In a sign of the growing threats to Turkey, U.S. defense sources
said on Wednesday that Washington was moving towards permanently
banning families from accompanying U.S. military and civilian
personnel deployed in the country.
Critics say Turkey woke up too late to the threat from Islamic
State, focusing instead in the early part of the Syrian civil war on
trying to oust President Bashar al-Assad, arguing there could be no
peace without his departure.
Once a reluctant partner in the fight against Islamic State, Ankara
adjusted its military rules of engagement this month to allow NATO
allies to carry out more patrol flights along its border with Syria.

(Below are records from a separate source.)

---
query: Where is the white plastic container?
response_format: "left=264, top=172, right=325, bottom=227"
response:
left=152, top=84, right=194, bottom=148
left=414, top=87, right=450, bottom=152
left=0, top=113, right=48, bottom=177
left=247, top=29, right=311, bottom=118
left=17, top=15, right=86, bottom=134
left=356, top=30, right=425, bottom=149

It has also carried out repeated raids on suspected Islamic State
safe houses in Turkey.
Nine suspected militants, thought to have been in contact with
Islamic State members in Syria, were detained in dawn raids in four
districts of the Aegean coastal city of Izmir on Thursday, the
state-run Anadolu news agency said.
It said they were accused of financing, recruiting and providing
logistical support to the group.
The military killed two suspected Islamic State members trying to
enter Turkey illegally at the weekend, security sources said on
Thursday.
One of the suspects, a Syrian national, was thought to have been
plotting a suicide bomb attack in either the capital Ankara or the
southern province of Adana, home to Incirlik, a major base used by
U.S. and Turkish forces through which some coalition air strikes
against Islamic State are carried out.